The converging factor in Asset Management

I was talking to somebody today about the way that asset management strategies tend to align as companies become more and more economically accountable.

While mining and process industries are taking their first tentative steps in this direction, infrastructure companies have been walking the walk for many years. (The economic asset management arena, not the reliability and maintenance arenas)

And I think this they they converge regardless of whether they are in the Water, Electricity, Council or Infrastructure, Rail or any other sectors.



When Councils manage their buildings, for example, their focus is often on issues related to call centres, response capacity, and managing the repair and maintain contracts. However, when these same buildings are passed over to some form of PPP arrangement the focus tends to shift dramatically.

Instead of only the short term areas of response and serviceability, companies tend to put a lot of thought into capital maintenance or renewals programs. A lot more than occurred when they were run by government.

Why is this? Economic accountability, clear and simple. If the PPP asset manager gets it wrong, they come a cropper, and in a very big way. (RE: The Metronet implosion) But if a Council fails to accurately forecast its capital maintenance budget... well, it'll be okay really.

The government will subsidize it, or the buildings will be left in a state of disrepair, or the taxpayers will pay extra. No biggie really...

This became startlingly apparent to me when I compared the United Kingdom's financially regulated utility sectors with the PPP contracts existing under the London Underground.

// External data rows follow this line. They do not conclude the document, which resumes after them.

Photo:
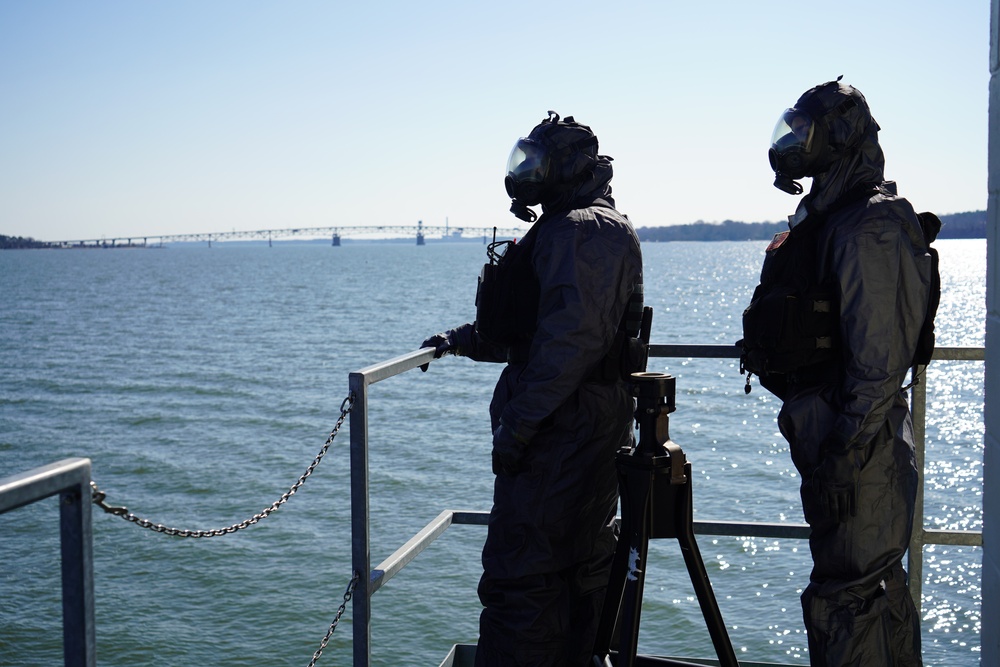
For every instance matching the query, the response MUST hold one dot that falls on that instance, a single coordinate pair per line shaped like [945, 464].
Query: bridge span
[419, 232]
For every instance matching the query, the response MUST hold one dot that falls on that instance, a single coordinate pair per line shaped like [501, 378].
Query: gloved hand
[448, 342]
[508, 451]
[836, 481]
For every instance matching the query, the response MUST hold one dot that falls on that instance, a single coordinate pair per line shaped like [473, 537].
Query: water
[202, 381]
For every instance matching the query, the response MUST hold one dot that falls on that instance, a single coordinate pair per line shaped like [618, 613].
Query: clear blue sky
[122, 118]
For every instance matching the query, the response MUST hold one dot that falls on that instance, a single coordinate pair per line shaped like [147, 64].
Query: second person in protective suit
[856, 260]
[559, 307]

These were startlingly different industries with almost nothing in common physically. In terms of the business model they both dealt with the general public, they both charged a nominal fee for usage, and both had implications for public health.

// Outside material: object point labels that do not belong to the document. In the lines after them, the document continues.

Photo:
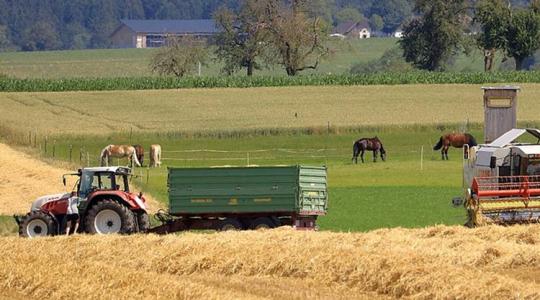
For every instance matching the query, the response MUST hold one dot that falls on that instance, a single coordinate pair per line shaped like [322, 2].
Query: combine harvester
[222, 198]
[501, 180]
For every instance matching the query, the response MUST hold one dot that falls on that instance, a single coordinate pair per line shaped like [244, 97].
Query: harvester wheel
[109, 216]
[36, 224]
[262, 223]
[143, 221]
[229, 224]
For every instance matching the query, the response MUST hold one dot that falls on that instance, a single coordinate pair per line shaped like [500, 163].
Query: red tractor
[106, 205]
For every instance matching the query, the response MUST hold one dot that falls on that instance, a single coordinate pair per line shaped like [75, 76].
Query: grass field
[236, 110]
[135, 62]
[258, 126]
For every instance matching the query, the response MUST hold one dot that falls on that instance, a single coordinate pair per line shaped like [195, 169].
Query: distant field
[135, 62]
[226, 110]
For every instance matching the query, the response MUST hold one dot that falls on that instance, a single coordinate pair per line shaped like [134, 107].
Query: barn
[153, 33]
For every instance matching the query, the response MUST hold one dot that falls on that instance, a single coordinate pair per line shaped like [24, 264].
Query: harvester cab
[501, 180]
[106, 205]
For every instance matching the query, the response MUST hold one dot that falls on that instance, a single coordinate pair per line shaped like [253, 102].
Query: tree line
[446, 27]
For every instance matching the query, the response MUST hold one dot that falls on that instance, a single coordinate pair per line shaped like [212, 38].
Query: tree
[494, 17]
[179, 57]
[523, 36]
[376, 22]
[348, 14]
[430, 40]
[296, 39]
[242, 39]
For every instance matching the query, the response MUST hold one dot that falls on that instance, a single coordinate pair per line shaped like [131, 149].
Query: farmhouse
[350, 29]
[153, 33]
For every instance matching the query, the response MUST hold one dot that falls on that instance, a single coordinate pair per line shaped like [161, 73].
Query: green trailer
[245, 197]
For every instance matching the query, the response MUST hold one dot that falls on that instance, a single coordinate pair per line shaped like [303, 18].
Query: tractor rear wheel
[109, 216]
[143, 221]
[37, 224]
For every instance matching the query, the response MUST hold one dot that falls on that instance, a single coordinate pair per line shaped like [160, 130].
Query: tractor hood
[46, 199]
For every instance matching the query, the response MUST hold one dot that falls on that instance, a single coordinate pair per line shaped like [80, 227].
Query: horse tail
[472, 141]
[439, 145]
[356, 149]
[104, 156]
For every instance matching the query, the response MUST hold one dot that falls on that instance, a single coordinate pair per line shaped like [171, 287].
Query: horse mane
[472, 141]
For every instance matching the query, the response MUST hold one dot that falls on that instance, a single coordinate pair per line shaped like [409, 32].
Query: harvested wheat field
[438, 262]
[24, 178]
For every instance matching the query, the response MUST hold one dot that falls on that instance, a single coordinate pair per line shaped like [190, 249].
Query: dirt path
[24, 178]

But as you dug further and further into it the alignment in terms of strategic asset management was quite striking. Under both arrangements the asset managers had to very carefully justify their capital spending across the board. And asset renewals (replacements and refurbishments) were no exception.

They were both party to similar, yet different, economic models. But in each case the value of the asset base, asset condition and the physical size of the asset base were influencing factors.

Getting to the point where they were able to make these forecasts with accuracy required a slew of techniques, data processes and systems, quality audits and a focused goal of continual improvement.

Why bother? Because if they didn't then there are heaps of historic examples of what could happen to them.

So my point in all this rambling is to state very clearly, and with some justification, that while industries DO take separate and winding roads down the path of Strategic Asset Management, there is a factor that will force a level of positive convergence on them.

And that factor is economic accountability.